The whole point of Lawrence is to curtail an unwarranted state intrusion into private conduct. You don't need a blood test and a government license to have sex at home. By contrast, the whole point of state-sanctioned marriage is that it is public. I can hold a private commitment ceremony without any fear of arrest, but of course what I won't have is a marriage license.
No doubt someone will bring a lawsuit demanding that the Supreme Court find a constitutional right for gay people, like straight people, to wed a partner of their choice. But this would not be a privacy suit. It would be an equal-protection suit, saying that states should not discriminate in the granting of marriage licenses.
Discrimination law is not like privacy law.

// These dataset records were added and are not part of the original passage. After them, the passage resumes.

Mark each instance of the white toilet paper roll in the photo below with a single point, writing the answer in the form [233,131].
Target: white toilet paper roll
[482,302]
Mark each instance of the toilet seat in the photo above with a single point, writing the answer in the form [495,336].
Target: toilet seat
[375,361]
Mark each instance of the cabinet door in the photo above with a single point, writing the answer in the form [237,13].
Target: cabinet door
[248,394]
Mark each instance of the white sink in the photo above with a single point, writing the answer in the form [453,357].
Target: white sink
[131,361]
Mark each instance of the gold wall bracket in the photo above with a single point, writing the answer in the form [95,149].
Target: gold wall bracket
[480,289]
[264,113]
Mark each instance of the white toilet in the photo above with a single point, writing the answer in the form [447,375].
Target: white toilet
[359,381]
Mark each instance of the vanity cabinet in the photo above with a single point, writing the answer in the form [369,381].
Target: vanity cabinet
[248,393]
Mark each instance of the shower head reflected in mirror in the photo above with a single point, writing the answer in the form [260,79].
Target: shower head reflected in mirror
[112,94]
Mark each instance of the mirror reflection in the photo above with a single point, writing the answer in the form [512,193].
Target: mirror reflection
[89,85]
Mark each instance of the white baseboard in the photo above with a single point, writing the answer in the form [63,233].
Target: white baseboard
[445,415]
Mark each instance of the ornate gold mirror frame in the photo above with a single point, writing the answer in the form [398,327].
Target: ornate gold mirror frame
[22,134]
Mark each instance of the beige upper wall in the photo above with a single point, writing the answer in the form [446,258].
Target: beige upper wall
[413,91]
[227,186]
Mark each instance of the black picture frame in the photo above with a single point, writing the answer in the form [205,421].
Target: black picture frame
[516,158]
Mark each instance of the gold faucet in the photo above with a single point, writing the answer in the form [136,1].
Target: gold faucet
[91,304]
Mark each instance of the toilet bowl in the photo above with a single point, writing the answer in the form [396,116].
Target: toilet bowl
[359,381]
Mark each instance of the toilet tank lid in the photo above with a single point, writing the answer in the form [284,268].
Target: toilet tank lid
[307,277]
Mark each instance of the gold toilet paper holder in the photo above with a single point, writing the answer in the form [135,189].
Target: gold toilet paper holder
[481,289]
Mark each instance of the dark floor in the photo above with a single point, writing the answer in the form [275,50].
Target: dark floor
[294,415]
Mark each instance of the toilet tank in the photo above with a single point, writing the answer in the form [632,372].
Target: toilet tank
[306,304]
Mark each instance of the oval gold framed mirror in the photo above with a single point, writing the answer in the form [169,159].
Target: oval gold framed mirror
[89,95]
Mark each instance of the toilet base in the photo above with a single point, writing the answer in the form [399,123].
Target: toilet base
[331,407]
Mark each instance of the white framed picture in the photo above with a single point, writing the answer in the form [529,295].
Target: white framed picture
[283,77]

Because gays are not what federal law calls a "suspect class," the government is perfectly free to discriminate against them if it has a "rational basis" for doing so. After Lawrence, a state can no longer cite the illegality of gay sex as its reason to forbid gay marriage. But the "rational basis" standard is a very permissive one—almost any public-policy rationale will do—and states will not be short of arguments as to why same-sex marriage does not serve the public interest.
Is it possible that a conservative Supreme Court might invade the inner sanctum of states' rights (Marriage law has been within the states' purview since colonial times) in order to ram same-sex marriage down the throat of an unwilling public? Yes, and monkeys might fly out of my posterior.

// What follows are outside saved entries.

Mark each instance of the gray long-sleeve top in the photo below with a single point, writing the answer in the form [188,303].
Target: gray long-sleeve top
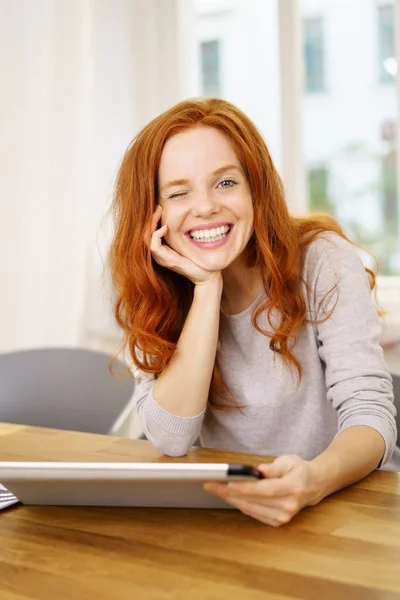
[344,382]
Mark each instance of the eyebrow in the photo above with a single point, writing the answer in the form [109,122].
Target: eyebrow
[213,174]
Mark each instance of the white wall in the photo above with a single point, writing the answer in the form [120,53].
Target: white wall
[248,33]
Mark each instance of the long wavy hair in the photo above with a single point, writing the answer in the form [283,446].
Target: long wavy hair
[152,302]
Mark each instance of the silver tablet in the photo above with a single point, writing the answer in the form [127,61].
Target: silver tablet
[120,484]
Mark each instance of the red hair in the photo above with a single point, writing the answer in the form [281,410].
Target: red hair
[152,302]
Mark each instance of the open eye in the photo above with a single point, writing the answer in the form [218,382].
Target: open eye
[177,195]
[227,183]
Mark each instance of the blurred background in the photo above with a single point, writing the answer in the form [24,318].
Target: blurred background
[81,77]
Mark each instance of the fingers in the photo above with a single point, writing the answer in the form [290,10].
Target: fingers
[280,466]
[272,493]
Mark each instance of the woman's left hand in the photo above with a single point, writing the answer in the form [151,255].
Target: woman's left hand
[290,484]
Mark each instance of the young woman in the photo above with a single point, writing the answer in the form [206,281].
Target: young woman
[248,327]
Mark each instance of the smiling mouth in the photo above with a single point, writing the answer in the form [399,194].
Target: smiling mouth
[210,235]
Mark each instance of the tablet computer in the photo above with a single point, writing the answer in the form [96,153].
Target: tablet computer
[174,485]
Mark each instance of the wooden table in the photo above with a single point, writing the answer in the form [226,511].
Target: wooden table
[346,547]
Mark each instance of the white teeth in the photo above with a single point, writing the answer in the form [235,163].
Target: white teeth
[210,235]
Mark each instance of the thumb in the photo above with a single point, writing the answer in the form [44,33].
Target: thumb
[280,466]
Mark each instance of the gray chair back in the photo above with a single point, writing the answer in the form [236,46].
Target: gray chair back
[62,388]
[396,390]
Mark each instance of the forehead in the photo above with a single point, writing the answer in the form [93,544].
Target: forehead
[196,152]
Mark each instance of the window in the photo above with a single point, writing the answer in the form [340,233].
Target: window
[318,190]
[386,54]
[210,68]
[313,32]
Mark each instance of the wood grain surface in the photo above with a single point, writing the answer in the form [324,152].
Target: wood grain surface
[347,547]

In any case, a lawsuit challenging marriage-license discrimination would be decided on its own merits and under its own branch of the law. The sodomy case would have little or nothing to do with it.
* Massachusetts can't impose same-sex marriage on all of America. For that matter, neither can Canada.
No state is obliged to recognize any foreign marriage. The marriage of an 11-year-old Pakistani girl will cut no ice in Michigan. Nor is any state obliged to recognize out-of-state marriages.
It is true that the Constitution's "full faith and credit" clause requires states to recognize each other's laws and judgments. "However," notes Dale Carpenter, a constitutional law professor at the University of Minnesota, "the full faith and credit clause has never been interpreted to mean that every state must recognize every marriage performed in every other state. Every state reserves the right to refuse to recognize a marriage performed in another state if that marriage would violate the state's public policy."
This "public-policy exception" is well established. Another lawyer I consulted said, "I have not found a single case where a federal court has forced another state to recognize a marriage where the state asserts that said marriage would violate the public policy of the state." Moreover, he notes that many states have "evasion statutes" that forbid going out of state to enter into a marriage that would be prohibited in state. "None of these provisions," he said, "have been struck down under full faith and credit." Moreover, Congress has passed a federal law reiterating that no state need recognize an out-of-state gay marriage.
So, might a conservative Supreme Court overturn all of those precedents and laws and trample on states' rights in order to impose Massachusetts's same-sex marriages on 49 other states? See "monkeys flying out of my posterior," above.
Stirring up a gay-marriage panic serves the interests of activists who support a federal constitutional amendment banning same-sex marriage. But decisions made in a panic are seldom wise. With its federalist structure, the United States is uniquely positioned to settle gay marriage the right way: at the state level. Without either a national ban or a national mandate, each state is free to go its own way, acting as a distinct moral community. Domestic law is best left to the people who are, literally, closest to home.